We pooled our capital to raise a fund of $6000. During the holding and dispensing period, we accrued $25.30 in interest, bringing the total available funds to $6025.30.
Our admin/operation costs were intentionally not included as an expense to our budget because we wanted the entirety of it to be allocated to supporting orphanages and children. We instead covered these costs ourselves. Operating costs totaled $168.34 with the majority occupied by transport to orphanages and markets for visitation and/or delivery of goods. An almost negligible amount was directed towards the acquisition of our domain address for the website ($11.99). In contrast, if we had instead used an existing website building platform rather than our Hugo approach, this would have cost an estimated annual 12-fold increase in costs ($144, WordPress Premium). If we were to assume that our budget was to accommodate these operating costs, it would only amount to a modest and favorable 2.81% of the budget.
The budget notably had no staff expenses, as our salary expenses are sustained by ongoing employment separate to this philanthropy project. In the future, we are adamant on been financially independent and will not draw a salary from the orphanage’s operations.
We deployed 86% ($5174.78) of our funds for programs that aimed to re-integrate non-orphan children back into their families through both direct and indirect means. The remaining 14% ($850.52) was spent on requested donation goods. Of these goods, 82% ($694.51) were food items while 18% ($156.01) were hygiene-related items. Funding distribution varied across Indonesia (25%, $1511.20), Vietnam (45%, $2706.67), and India (30%, $1807.43). This uneven split wasn’t intentional – it was more of a reflection of the underestimation of the time required to run this project. Case in point: we spent no funds on donation goods for India-based orphanages but instead allocated funding only to the family re-integration strategy.
What did we learn from this budget?
- Family re-integration programs provided a more scalable approach to fund disbursement. We could readily deploy funds to existing programs because an interview with the program managers was sufficient to judge the program quality and whether it aligned with our values. Contrast this with only a one-person team on-the-ground organizing the logistics and acquisition of donation goods, making it far less efficient. Separately, this approach was independent of time-sensitivity and geography – we communicated and organized funding for Snehalaya over emails and online meetings in a region of India that was outside of our visit region (Bangalore) and on-the-ground period.
- Exploiting the currency purchasing power differential allowed us to maximize the impact of our funds. By earning income (and hopefully later revenue through entrepreneurial pursuits) in nations with strong currencies and disbursing funds in regions with weaker currencies, we could stretch our budget further. This is one reason why our operating costs could theoretically remain a minor proportion of the total budget.
- You can dramatically cut down costs by exploring non-obvious and non-standard paths. We demonstrated this by building our website using the open-source Hugo framework rather than utilizing the more common approach of existing website building services.

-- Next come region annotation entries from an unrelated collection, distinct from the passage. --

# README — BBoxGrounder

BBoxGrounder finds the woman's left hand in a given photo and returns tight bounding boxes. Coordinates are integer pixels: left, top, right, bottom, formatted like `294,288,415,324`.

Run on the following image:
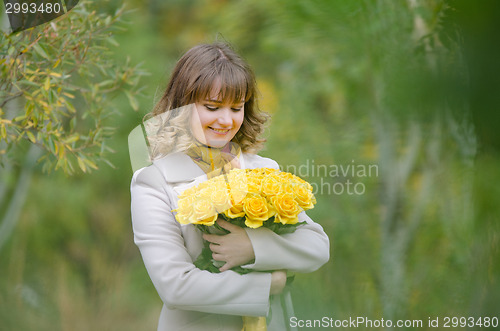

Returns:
203,218,255,272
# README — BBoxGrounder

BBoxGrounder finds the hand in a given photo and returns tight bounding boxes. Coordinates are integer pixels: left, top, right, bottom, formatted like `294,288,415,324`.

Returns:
203,218,255,272
269,270,286,294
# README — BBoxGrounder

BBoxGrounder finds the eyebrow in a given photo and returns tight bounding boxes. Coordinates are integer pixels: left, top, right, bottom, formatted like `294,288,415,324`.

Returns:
205,99,245,105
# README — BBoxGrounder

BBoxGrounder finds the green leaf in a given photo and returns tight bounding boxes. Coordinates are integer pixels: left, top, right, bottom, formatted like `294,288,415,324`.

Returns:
26,131,36,143
33,43,50,60
125,91,139,111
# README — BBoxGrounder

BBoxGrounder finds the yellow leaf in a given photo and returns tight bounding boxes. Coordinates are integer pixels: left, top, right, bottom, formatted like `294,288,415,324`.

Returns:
83,159,99,170
76,156,87,172
26,131,36,143
43,77,50,91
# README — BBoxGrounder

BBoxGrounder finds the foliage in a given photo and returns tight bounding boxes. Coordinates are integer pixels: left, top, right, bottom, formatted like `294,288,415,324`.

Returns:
0,0,500,330
0,1,145,174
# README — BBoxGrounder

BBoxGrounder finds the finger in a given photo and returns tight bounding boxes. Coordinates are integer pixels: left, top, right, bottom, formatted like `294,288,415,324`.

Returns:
219,262,233,272
212,253,226,262
203,233,221,244
217,218,242,232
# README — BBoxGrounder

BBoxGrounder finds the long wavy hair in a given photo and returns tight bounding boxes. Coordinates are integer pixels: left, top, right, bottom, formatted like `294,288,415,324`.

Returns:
145,42,269,159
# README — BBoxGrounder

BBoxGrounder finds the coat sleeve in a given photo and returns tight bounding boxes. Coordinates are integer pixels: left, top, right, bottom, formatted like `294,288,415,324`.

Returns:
242,212,330,272
131,165,271,316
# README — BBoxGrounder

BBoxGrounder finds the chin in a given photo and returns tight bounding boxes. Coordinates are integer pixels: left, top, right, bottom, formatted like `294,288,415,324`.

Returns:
207,139,229,148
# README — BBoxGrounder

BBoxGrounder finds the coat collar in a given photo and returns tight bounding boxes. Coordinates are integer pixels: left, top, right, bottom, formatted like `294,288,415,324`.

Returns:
153,152,245,183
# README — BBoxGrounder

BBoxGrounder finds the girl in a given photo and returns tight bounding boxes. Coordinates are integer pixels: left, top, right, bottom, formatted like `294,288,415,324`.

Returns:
131,43,329,331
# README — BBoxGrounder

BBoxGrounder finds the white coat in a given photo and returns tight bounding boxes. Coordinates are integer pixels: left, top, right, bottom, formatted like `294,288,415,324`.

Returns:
131,153,329,331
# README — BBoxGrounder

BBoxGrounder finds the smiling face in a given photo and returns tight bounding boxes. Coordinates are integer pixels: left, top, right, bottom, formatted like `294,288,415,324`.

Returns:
191,97,245,148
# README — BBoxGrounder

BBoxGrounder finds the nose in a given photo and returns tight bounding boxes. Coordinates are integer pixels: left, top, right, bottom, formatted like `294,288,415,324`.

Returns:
217,107,233,126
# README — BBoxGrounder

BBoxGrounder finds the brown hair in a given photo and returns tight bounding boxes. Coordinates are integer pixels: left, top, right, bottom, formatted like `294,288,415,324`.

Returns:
149,42,269,156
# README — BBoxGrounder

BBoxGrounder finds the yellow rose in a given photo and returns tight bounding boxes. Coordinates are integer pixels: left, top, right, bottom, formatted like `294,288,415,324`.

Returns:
210,186,231,213
293,176,313,192
281,181,294,194
262,176,281,197
224,191,246,218
189,197,218,226
247,176,262,194
271,194,302,224
243,194,274,228
293,184,316,210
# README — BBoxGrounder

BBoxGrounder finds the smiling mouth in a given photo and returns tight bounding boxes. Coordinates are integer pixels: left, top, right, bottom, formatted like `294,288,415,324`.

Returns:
209,126,230,134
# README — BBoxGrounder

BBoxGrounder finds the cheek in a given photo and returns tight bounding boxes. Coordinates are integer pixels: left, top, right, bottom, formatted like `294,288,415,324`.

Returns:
234,111,245,130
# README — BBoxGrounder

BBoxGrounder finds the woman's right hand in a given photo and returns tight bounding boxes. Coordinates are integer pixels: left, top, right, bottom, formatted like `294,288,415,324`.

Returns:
269,270,286,295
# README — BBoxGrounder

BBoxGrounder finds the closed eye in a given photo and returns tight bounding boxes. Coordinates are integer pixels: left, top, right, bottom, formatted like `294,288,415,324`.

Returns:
205,105,219,111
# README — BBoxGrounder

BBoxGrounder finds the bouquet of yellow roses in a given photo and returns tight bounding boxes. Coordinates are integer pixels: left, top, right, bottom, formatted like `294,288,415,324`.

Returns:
174,168,316,330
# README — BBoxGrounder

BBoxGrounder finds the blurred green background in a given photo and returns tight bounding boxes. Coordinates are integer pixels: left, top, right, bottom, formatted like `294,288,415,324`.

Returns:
0,0,500,331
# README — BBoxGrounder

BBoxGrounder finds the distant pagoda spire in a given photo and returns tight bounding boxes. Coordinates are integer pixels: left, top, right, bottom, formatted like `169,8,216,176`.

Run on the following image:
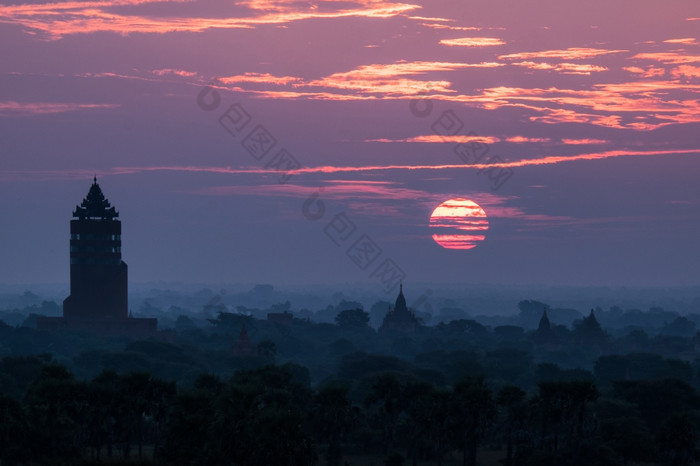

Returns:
394,283,408,312
73,176,119,220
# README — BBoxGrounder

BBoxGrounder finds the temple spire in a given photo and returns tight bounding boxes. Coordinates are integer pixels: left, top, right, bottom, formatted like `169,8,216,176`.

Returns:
73,180,119,220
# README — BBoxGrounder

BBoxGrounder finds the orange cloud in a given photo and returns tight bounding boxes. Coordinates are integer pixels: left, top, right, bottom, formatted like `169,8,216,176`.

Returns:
0,100,120,116
506,136,551,144
421,23,481,31
439,37,505,47
218,73,301,86
152,68,198,78
0,0,420,40
622,66,666,78
365,134,500,144
511,61,608,75
561,139,610,145
664,37,700,45
671,65,700,79
632,52,700,65
498,47,628,60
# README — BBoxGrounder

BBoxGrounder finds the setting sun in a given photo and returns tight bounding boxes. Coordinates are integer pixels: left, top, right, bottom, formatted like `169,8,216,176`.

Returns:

- We also utilized a payment method (Ubank debit card) which incurred no overseas transaction fees or conversion fees, which further maximized our budget. While this option may not be available to all donors, understanding bank fee structures and utilizing the best options for card payments (e.g. Wise or Revolut) to provide the best currency conversion and low fees would be beneficial.
All our financial records are transparently recorded in the Budget.